So what did I decide to do to make this mental decision a reality? I signed up for a scuba course with my boyfriend. I spent the only money I had saved up that wouldn’t be going to tuition, rent and food. It was my way of showing my planner that I still control my life. I want more from my final year than a line in my resume that says ‘graduated in May of 2013.’
I want challenges that don’t come on paper.
I want relaxation.
I want memories.
I want summer.
So here’s to the final days of shifting gears, whether it means packing a suitcase, saying goodbyes, making a trip to Staples or contacting profs to squeeze into that required course that somehow you forgot despite multiple appointments with a guidance counselor.

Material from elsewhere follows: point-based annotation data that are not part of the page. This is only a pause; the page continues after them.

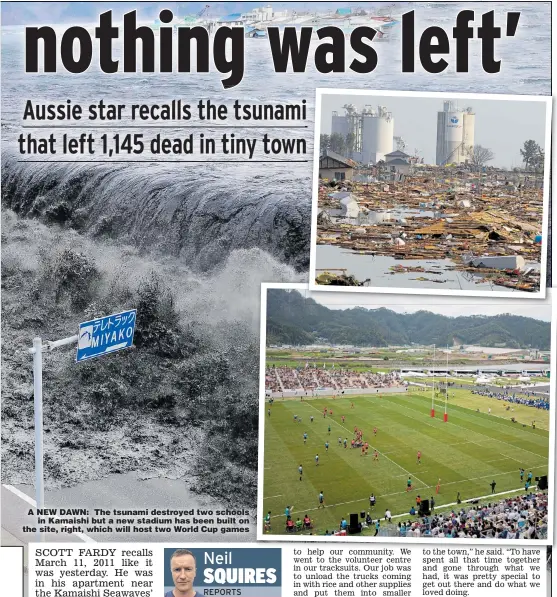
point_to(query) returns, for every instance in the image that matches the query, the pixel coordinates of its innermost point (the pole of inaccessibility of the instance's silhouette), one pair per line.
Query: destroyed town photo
(425, 191)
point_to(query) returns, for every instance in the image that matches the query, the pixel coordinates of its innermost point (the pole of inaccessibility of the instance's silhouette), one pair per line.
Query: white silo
(455, 134)
(377, 134)
(339, 124)
(468, 132)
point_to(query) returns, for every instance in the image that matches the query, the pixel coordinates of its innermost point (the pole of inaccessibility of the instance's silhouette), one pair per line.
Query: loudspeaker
(424, 507)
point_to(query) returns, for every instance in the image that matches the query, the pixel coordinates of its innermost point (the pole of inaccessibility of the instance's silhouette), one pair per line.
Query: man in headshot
(182, 566)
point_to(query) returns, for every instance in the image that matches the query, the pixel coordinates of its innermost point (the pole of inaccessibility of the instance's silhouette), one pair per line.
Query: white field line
(373, 448)
(33, 503)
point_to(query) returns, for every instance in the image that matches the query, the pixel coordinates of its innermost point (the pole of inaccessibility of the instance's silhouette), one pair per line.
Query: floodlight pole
(37, 352)
(446, 416)
(433, 386)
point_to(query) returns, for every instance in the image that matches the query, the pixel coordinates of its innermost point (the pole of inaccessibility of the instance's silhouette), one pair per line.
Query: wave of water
(201, 215)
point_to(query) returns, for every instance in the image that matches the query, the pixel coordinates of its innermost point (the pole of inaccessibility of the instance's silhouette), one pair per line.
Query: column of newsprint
(301, 570)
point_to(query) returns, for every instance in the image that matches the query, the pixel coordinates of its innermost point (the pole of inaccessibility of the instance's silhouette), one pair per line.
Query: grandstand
(520, 517)
(297, 381)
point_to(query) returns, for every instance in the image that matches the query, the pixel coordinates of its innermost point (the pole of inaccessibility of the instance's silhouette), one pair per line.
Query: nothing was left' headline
(289, 46)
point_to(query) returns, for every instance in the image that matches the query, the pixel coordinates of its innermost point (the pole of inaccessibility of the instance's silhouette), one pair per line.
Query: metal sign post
(96, 337)
(37, 352)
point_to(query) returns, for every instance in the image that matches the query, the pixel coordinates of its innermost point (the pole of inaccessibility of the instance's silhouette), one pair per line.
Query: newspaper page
(276, 299)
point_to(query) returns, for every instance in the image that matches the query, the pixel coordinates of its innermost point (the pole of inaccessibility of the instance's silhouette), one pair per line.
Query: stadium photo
(404, 417)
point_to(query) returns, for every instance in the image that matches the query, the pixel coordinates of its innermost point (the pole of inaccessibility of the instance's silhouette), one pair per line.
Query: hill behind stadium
(294, 319)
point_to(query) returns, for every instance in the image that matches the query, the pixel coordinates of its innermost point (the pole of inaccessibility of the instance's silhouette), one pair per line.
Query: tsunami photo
(184, 241)
(395, 418)
(416, 192)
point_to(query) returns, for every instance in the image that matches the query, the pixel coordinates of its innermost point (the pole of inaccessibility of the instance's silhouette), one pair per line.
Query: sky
(501, 125)
(443, 305)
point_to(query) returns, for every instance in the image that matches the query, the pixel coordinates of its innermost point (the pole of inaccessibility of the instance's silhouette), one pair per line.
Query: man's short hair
(182, 552)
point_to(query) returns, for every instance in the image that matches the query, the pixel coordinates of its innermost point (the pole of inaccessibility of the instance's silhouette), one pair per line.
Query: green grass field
(466, 453)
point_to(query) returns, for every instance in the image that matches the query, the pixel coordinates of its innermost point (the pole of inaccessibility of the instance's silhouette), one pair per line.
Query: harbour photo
(418, 191)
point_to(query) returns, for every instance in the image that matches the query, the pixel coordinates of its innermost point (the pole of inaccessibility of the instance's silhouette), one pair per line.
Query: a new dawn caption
(288, 46)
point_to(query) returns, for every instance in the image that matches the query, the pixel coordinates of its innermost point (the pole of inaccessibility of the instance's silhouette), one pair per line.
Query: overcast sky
(501, 125)
(444, 305)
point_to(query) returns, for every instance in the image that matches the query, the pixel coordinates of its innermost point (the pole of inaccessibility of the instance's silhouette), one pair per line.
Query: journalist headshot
(182, 566)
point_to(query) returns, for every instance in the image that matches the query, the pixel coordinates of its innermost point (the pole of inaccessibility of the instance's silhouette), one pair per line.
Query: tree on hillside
(529, 152)
(350, 143)
(337, 144)
(478, 156)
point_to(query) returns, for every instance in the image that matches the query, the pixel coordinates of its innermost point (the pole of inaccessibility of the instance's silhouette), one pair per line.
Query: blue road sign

Summer is more than the four months we allot for it. June, July and August embody a frame of mind and a way of living that is as important as the diligent months that follow: September, October and worst of all, November.
So whether you are returning to friends or making your way through the ivy gates for the first time, just remember to keep a little extra space in your suitcase for summer. It may not mean signing your life away to the god-forsaken freezing cold blue depths of the Atlantic. In fact, it may be as simple as remembering to read something other than a textbook once in a while.
Bring that bestseller even if it’s not on your course list.
Sign up for something that catches your fancy—even if you feel a little guilty after.
And for gods’ sake, leave a little room in your agenda to see the white of the page.